The inspector general's report found that inappropriate criteria were used to process certain groups' applications for tax-exempt status -- they were flagged if the words "tea party" or "patriots" were part of the group's name, for instance -- which caused delays. The targeting practice occurred between 2010 and 2012 and affected nearly 300 conservative groups that were applying for tax-exempt status. The report found no illegal actions, yet the Justice Department has launched a criminal investigation.
“The actions outlined in the report have justifiably led to questions about the fairness of the approach taken here,” Shulman told lawmakers during the Senate Finance Committee hearing on the matter. Shulman, IRS commissioner from March 2008 to November 2012, said the actions taken by the agency were not in accordance with being the “nonpartisan agency” it should be. It was the first public statement he has made since the scandal broke.
“The men and women of the IRS are hardworking public servants,” Shulman said. “The effects have been bad for the agency and the American taxpayers.”

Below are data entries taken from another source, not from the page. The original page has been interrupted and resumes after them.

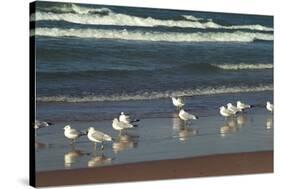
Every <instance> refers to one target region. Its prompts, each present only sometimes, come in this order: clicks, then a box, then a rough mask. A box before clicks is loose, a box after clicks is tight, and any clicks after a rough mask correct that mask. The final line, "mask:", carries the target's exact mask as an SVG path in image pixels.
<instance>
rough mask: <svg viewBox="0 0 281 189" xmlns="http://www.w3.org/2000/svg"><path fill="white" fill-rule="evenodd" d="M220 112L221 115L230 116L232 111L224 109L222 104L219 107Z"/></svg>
mask: <svg viewBox="0 0 281 189" xmlns="http://www.w3.org/2000/svg"><path fill="white" fill-rule="evenodd" d="M220 114H221V115H222V116H223V117H230V116H232V115H233V113H232V112H231V111H230V110H229V109H226V108H225V107H224V106H221V107H220Z"/></svg>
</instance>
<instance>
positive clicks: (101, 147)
mask: <svg viewBox="0 0 281 189" xmlns="http://www.w3.org/2000/svg"><path fill="white" fill-rule="evenodd" d="M101 150H102V151H103V150H104V146H103V143H101Z"/></svg>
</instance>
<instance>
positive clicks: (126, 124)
mask: <svg viewBox="0 0 281 189" xmlns="http://www.w3.org/2000/svg"><path fill="white" fill-rule="evenodd" d="M112 127H113V129H115V130H117V131H120V134H121V131H122V130H124V129H130V128H134V127H137V125H133V124H131V123H125V122H123V121H119V120H118V119H117V118H114V119H113V121H112Z"/></svg>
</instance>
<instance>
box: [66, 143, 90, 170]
mask: <svg viewBox="0 0 281 189" xmlns="http://www.w3.org/2000/svg"><path fill="white" fill-rule="evenodd" d="M85 155H87V156H88V155H90V153H87V152H82V151H81V150H77V149H75V146H74V145H71V150H70V151H69V152H67V153H65V154H64V167H65V168H70V167H71V166H72V165H73V164H74V163H76V162H77V161H78V160H79V158H81V157H82V156H85Z"/></svg>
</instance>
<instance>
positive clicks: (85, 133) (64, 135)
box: [63, 125, 86, 144]
mask: <svg viewBox="0 0 281 189" xmlns="http://www.w3.org/2000/svg"><path fill="white" fill-rule="evenodd" d="M63 129H64V136H65V137H66V138H68V139H69V140H71V144H72V143H73V142H74V141H75V140H76V139H78V138H79V137H80V136H83V135H86V133H83V132H81V131H78V130H76V129H73V128H71V126H70V125H66V126H65V127H64V128H63Z"/></svg>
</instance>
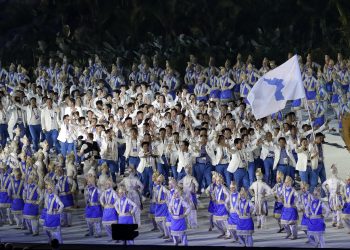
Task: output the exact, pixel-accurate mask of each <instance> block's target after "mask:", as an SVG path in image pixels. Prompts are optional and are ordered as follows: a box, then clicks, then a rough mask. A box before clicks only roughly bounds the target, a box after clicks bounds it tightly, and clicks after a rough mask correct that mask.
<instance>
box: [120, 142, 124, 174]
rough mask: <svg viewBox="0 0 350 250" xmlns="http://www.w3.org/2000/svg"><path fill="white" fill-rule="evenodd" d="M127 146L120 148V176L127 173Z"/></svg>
mask: <svg viewBox="0 0 350 250" xmlns="http://www.w3.org/2000/svg"><path fill="white" fill-rule="evenodd" d="M124 153H125V144H122V145H121V146H119V147H118V165H119V169H120V175H124V172H125V156H124Z"/></svg>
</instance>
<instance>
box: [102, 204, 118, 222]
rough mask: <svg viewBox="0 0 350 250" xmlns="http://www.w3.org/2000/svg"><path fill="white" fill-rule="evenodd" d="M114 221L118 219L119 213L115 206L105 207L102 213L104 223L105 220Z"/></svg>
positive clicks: (108, 221)
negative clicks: (117, 210) (118, 214)
mask: <svg viewBox="0 0 350 250" xmlns="http://www.w3.org/2000/svg"><path fill="white" fill-rule="evenodd" d="M109 221H111V222H114V221H118V214H117V211H116V210H115V208H113V207H112V208H104V209H103V214H102V223H103V222H109Z"/></svg>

J. Russell George, the Treasury inspector general for Tax Administration, told lawmakers that the IRS “demonstrated gross mismanagement in its application of this program.” He added that some of the cases have been in process for three years.

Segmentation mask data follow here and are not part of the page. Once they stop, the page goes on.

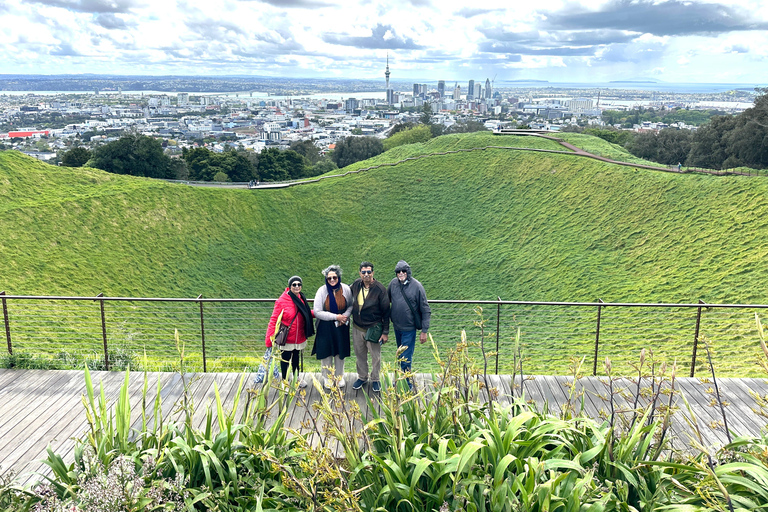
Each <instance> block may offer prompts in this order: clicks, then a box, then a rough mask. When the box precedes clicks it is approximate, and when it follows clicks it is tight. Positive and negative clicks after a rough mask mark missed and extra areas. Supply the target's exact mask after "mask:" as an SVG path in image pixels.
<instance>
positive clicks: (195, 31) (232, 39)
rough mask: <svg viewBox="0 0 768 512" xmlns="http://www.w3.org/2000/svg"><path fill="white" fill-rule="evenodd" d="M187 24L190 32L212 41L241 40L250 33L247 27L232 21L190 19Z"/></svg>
mask: <svg viewBox="0 0 768 512" xmlns="http://www.w3.org/2000/svg"><path fill="white" fill-rule="evenodd" d="M186 25H187V28H188V29H189V31H190V33H191V34H194V35H195V36H196V37H197V38H200V39H207V40H212V41H220V40H224V41H227V40H230V41H231V40H239V39H240V38H241V37H243V36H246V35H248V34H247V32H246V31H245V29H243V28H242V27H240V26H239V25H237V24H236V23H233V22H231V21H224V20H212V19H210V18H208V19H198V20H192V21H188V22H187V23H186Z"/></svg>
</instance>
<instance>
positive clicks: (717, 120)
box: [686, 116, 736, 169]
mask: <svg viewBox="0 0 768 512" xmlns="http://www.w3.org/2000/svg"><path fill="white" fill-rule="evenodd" d="M734 128H736V118H735V117H732V116H715V117H713V118H712V120H711V121H710V122H709V123H708V124H705V125H704V126H702V127H700V128H699V129H698V130H696V133H694V134H693V137H692V140H691V150H690V152H689V153H688V160H687V162H686V164H687V165H689V166H696V167H705V168H707V169H722V166H723V163H724V162H725V161H726V159H727V158H728V156H729V155H728V148H727V140H726V136H727V134H728V133H729V132H730V131H732V130H733V129H734Z"/></svg>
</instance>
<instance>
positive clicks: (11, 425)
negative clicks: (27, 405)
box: [0, 370, 66, 463]
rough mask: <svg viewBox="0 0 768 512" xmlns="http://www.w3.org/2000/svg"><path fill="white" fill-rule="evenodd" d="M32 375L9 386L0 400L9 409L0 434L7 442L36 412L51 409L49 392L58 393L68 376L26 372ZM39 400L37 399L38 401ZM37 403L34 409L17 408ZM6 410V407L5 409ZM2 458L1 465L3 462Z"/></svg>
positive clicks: (0, 460) (38, 412)
mask: <svg viewBox="0 0 768 512" xmlns="http://www.w3.org/2000/svg"><path fill="white" fill-rule="evenodd" d="M26 371H28V372H30V373H28V374H27V376H26V378H25V379H24V380H21V381H16V384H13V383H12V384H9V385H8V386H6V387H5V388H4V389H3V393H2V395H0V400H2V401H3V402H4V403H5V404H6V407H7V409H6V410H5V411H4V413H3V414H2V417H0V433H2V437H0V439H3V440H4V441H5V442H12V441H13V438H14V432H17V431H19V429H22V430H23V429H24V428H25V427H26V426H27V424H28V422H29V421H31V420H33V419H34V418H35V417H36V414H35V412H38V413H39V412H40V409H42V408H43V407H49V406H50V405H52V404H50V403H46V399H47V398H49V393H47V392H46V391H47V390H51V391H52V392H53V393H54V394H55V393H56V391H57V389H58V386H59V383H60V382H62V381H63V380H65V379H66V374H62V373H60V372H46V371H44V370H26ZM36 398H37V399H36ZM33 401H34V402H36V405H35V407H34V408H29V407H16V406H15V404H16V403H17V402H25V403H26V402H33ZM4 409H5V407H4ZM2 460H3V459H2V457H0V463H1V462H2Z"/></svg>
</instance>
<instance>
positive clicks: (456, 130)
mask: <svg viewBox="0 0 768 512" xmlns="http://www.w3.org/2000/svg"><path fill="white" fill-rule="evenodd" d="M487 131H488V128H486V127H485V124H483V123H481V122H480V121H473V120H471V119H470V120H469V121H464V122H463V123H456V124H454V125H452V126H450V127H448V129H447V130H446V133H471V132H487Z"/></svg>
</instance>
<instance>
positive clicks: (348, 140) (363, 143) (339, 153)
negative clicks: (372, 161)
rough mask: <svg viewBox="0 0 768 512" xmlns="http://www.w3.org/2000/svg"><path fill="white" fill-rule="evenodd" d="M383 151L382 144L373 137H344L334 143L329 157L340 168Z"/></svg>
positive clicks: (376, 154)
mask: <svg viewBox="0 0 768 512" xmlns="http://www.w3.org/2000/svg"><path fill="white" fill-rule="evenodd" d="M383 152H384V145H383V144H382V142H381V140H380V139H377V138H375V137H345V138H343V139H341V140H340V141H339V142H337V143H336V149H335V150H334V151H333V153H332V155H331V158H333V161H334V162H335V163H336V165H338V166H339V168H342V167H346V166H348V165H350V164H353V163H355V162H359V161H360V160H366V159H368V158H373V157H374V156H376V155H378V154H381V153H383Z"/></svg>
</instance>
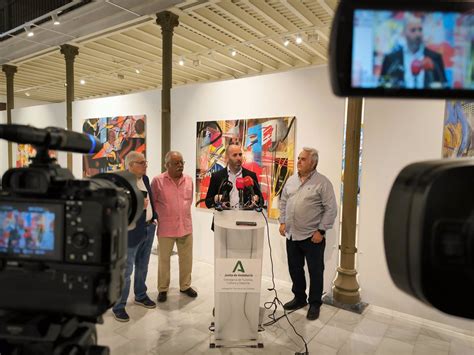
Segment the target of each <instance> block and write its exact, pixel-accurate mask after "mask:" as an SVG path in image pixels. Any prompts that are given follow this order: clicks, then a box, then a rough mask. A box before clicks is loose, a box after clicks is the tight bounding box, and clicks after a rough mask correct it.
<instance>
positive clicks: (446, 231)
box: [329, 0, 474, 319]
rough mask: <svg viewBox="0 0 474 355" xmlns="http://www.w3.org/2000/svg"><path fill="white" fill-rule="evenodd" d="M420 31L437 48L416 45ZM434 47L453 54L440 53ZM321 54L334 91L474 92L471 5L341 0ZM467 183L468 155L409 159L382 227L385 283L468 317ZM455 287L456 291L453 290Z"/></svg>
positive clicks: (393, 186)
mask: <svg viewBox="0 0 474 355" xmlns="http://www.w3.org/2000/svg"><path fill="white" fill-rule="evenodd" d="M427 37H429V38H436V39H437V43H436V44H437V45H440V46H441V47H440V48H436V45H434V43H428V42H425V41H426V40H429V38H427ZM442 46H445V47H446V48H447V49H448V50H449V51H453V52H452V57H450V58H454V60H446V59H445V58H444V57H443V56H442V55H441V53H440V52H441V49H443V47H442ZM428 47H431V49H430V48H428ZM446 48H444V49H446ZM329 51H330V61H329V63H330V75H331V84H332V88H333V92H334V93H335V94H336V95H339V96H364V97H384V98H389V97H409V98H444V99H446V98H457V99H473V98H474V6H473V3H472V1H456V2H453V1H406V0H387V1H380V0H341V2H340V4H339V7H338V10H337V13H336V15H335V18H334V24H333V28H332V33H331V42H330V50H329ZM473 181H474V161H473V160H472V159H459V160H448V159H446V160H438V161H429V162H420V163H415V164H411V165H409V166H407V167H405V168H404V169H403V170H402V171H401V172H400V174H399V175H398V177H397V179H396V181H395V183H394V185H393V187H392V190H391V192H390V196H389V199H388V203H387V207H386V211H385V223H384V241H385V254H386V258H387V264H388V268H389V271H390V274H391V277H392V279H393V281H394V283H395V284H396V285H397V286H398V287H399V288H400V289H402V290H403V291H405V292H407V293H408V294H410V295H412V296H414V297H416V298H418V299H420V300H421V301H423V302H426V303H428V304H431V305H432V306H434V307H436V308H438V309H440V310H441V311H443V312H446V313H448V314H452V315H456V316H461V317H466V318H470V319H474V302H473V297H474V296H473V293H472V285H474V218H473V211H474V184H473ZM464 285H466V287H467V288H468V291H467V292H466V293H465V294H462V293H459V292H453V290H456V289H458V288H459V287H463V286H464Z"/></svg>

Committee Chairman Max Baucus, D-Mont., questioned Shulman about how the targeting culture got started under his watch in Cincinnati and how it was corrected. Shulman couldn't provide an answer.
“I can’t say that I know that answer,” Shulman said. “I am six months out of office. When I left, the IG was looking into this to gather all the facts.”
Baucus said he is “quite disappointed” and that Shulman “certainly had time to think about this.”